ICC is currently a feature in beta. For more information, refer to BASE: In-Run Compass Calibration
High quality sensor input is key for good orientation and position performance in an application. Therefore, it is important to take care when installing the sensor (see also following chapters) as well as allow the internal algorithms to have a good estimation of sensor parameters.
Even though during Xsens factory calibration all characteristics of each sensing element are written in the memory of the MTi, there are some characteristics, for example, gyroscope bias, which can change over the lifetime or per power cycle of the MTi device. A more in-depth discussion on sensor bias can be found on BASE: Understanding Sensor Bias
During the initialization phase, the performance of the MTi may be sub-optimal, because the gyroscope biases are not yet estimated correctly. This chapter is to provide two best practices to allow the algorithm to reach optimal performance as quickly as possible by allowing it to estimate the gyroscope biases.
The internal algorithms of the MTi can estimate the biases of the gyroscopes while it is in use.
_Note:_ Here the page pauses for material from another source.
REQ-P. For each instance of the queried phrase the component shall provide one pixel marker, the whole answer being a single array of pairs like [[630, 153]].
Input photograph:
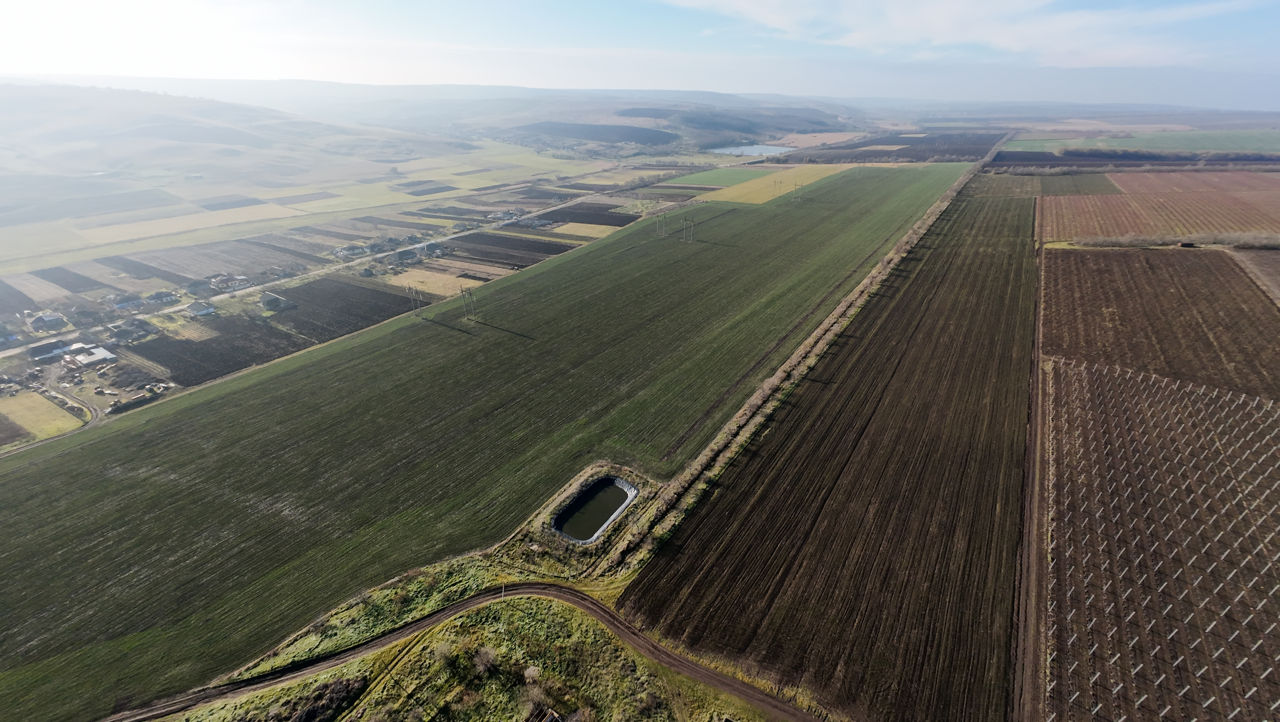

However, upon start-up, there has not yet been a possibility to estimate the biases properly. The Manual Gyro Bias Estimation functionality is designed to allow the MTi to estimate the gyro biases quickly (<10s) and accurately.
A typical application start-up procedure could be as follows:
More information on the use of Manual Gyro Bias Estimation can be found on BASE: Manual Gyro Bias Estimation
The MTi can use the direction of gravity to determine its gyroscope biases. The MTi uses three gyroscopes in perpendicular axes. This means that two gyroscope axes are perpendicular to gravity and one gyroscope axis is aligned with gravity when the MTi is placed on a horizontal surface.
In this situation, the bias of the gyroscope that is aligned with gravity cannot be estimated. Therefore, if 3D motion is applied to the sensor, e.g. the vertical axis is rotated sufficiently away from the vertical, the last sensor bias becomes observable to the filter of the MTi.